A product backlog is the completed and ordered list of every requirements. It acts as a sole reference for the necessary changes.


The framework is defined by three roles: Development Teams, Masters, and Owners.

Development teams are exactly what it sounds like, members working to deliver the product. Despite the word “development” in the title, as well as a software background in Scrum, we need to keep in mind that these things can be anything. Dev teams are given free-reigns when it comes to organizing themselves and manages their work to help maximize the group’s efficiency and effectiveness.

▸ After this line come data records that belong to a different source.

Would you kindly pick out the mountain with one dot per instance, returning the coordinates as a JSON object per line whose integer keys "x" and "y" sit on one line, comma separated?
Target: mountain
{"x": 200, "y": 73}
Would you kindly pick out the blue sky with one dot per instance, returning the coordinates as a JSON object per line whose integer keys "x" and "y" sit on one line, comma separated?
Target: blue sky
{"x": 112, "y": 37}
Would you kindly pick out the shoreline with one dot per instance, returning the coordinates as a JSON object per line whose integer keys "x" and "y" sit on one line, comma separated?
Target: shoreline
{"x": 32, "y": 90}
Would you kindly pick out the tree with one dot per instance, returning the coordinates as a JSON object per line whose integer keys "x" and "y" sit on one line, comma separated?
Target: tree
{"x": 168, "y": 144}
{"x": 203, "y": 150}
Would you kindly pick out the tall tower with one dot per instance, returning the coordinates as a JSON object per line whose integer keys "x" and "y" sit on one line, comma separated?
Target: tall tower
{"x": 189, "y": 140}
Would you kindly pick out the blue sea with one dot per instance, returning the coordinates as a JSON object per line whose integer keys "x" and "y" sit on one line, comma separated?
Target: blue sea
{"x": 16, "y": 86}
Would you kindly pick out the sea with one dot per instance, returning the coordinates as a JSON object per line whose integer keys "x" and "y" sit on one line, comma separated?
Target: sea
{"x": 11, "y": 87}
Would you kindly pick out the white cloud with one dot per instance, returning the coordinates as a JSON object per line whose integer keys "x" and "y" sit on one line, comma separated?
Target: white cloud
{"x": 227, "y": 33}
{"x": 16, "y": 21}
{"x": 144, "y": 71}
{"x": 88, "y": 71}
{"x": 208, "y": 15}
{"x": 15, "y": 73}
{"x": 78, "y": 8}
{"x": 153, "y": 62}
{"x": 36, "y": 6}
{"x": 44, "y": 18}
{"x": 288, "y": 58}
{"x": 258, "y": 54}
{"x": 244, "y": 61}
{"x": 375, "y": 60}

The Masters are the group’s facilitator and responsible for helping members follow theories, practices, and rules. They make sure that they have whatever it needs to help complete the work assigned to them.

Owners are accountable for the work their team needs to complete. Owners are always a single person; while they take inputs from other people when it comes to the decisions they make; the owners have the final say about the project.


Five events mark this framework. Sprints, Retrospective, Reviews, Daily Scrums, and Planning.

Sprints specify the time period during which the group produces their product.

Planning is the meeting where tasks to be done during Sprint is laid down.

Daily Scrums are 15-minute regular meetings where teams have a chance to talk about their tasks and get on the same page, as well as organize a strategy for the day.

Reviews take place after the Sprint ends. During this event, the owner help explain what plans work and what tasks are completed during and after the Sprint. The team will then present a completed task and discuss what is happening and how issues were resolved.

Retrospective takes place after the Sprint. It provides dedicated forums for each team to analyze the process involved during past Sprints and make changes if needed.